Diclofenac Diethylamine (Motusol® Max) 12-Hour Pain Relief 2.32% w/w Gel

Summary of Product Characteristics Updated 31-Oct-2024 | Teva UK Limited

1. Name of the medicinal product

Motusol MAX 12-Hour Pain Relief 2.32% w/w Gel

2. Qualitative and quantitative composition

1 g of gel contains diclofenac as 23.2 mg diclofenac diethylamine corresponding to 20 mg of diclofenac sodium.

Excipient(s) with known effect

1 g of gel contains 54 mg of propylene glycol (E1520), 0.2 mg butylhydroxytoluene (E321) and 1 mg fragrance (contains 0.15 mg benzyl alchohol (E1519), citral, citronellol, coumarin, eugenol, farnesol, geraniol, d-limonene, linalool).

For the full list of excipients, see section 6.1.

3. Pharmaceutical form

Gel

White to almost white, homogeneous gel

4. Clinical particulars
4.1 Therapeutic indications

For the local symptomatic relief of pain and inflammation in:

- trauma of the tendons, ligaments, muscles and joints, e.g. due to sprains, strains and bruises

- localised forms of soft tissue rheumatism

4.2 Posology and method of administration

For cutaneous use only

Adults and children aged 14 years and over: The gel should be rubbed gently into the skin. Depending on the size of the affected site to be treated 2-4g (a circular shaped mass approximately 2.0-2.5cm in diameter) of gel should be applied 2 times daily (preferably morning and evening). The maximum daily dose is 8g. Therefore the maximum weekly dose is 56g.

The gel can be used for up to 14 days under pharmacy supervision.

After application, the hands should be washed unless they are the site being treated.

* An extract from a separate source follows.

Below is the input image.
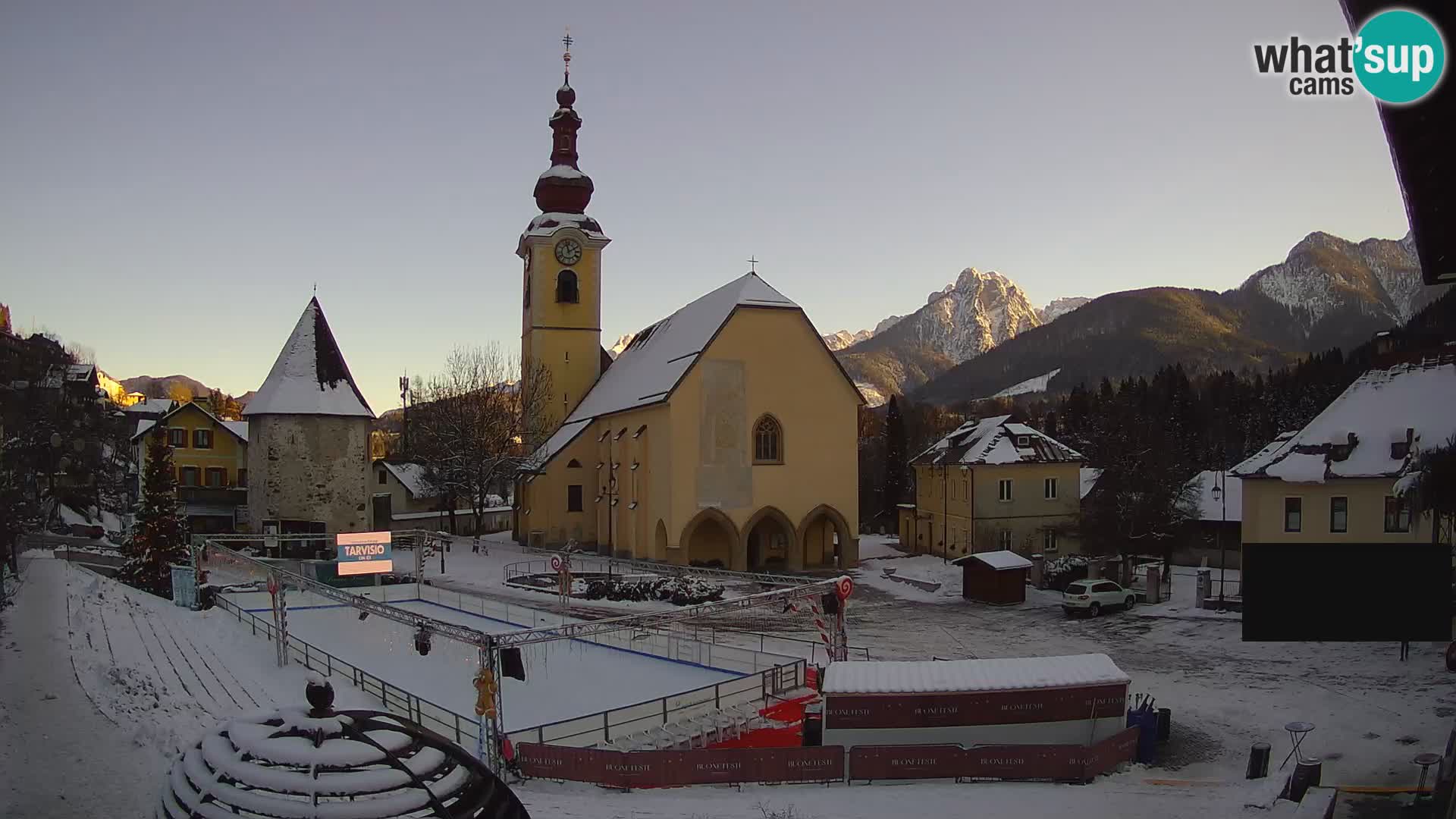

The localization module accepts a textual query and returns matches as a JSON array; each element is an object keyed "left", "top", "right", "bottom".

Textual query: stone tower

If symptoms do not improve by day 7, or if they worsen within the first 7 days, a consultation with a doctor is recommended. Do not use for more than 14 days unless recommended by a doctor.

Use in the elderly: The usual adult dosage may be used.

Children and adolescents: There are insufficient data on efficacy and safety available for the children and adolescents below 14 years of age (see also contraindications section 4.3). In children aged 14 years and over, if this product is required for more than 7 days for pain relief or if the symptoms worsen the patient/parents of the adolescent is/are advised to consult a doctor.

4.3 Contraindications

Patients with or without chronic asthma in whom asthma, angioedema, urticaria or acute rhinitis are precipitated by aspirin or other non-steroidal anti-inflammatory agents.

Hypersensitivity to diclofenac, acetylsalicylic acid or other non-steroidal anti-inflammatory drugs. Hypersensitivity to any other ingredient of the gel.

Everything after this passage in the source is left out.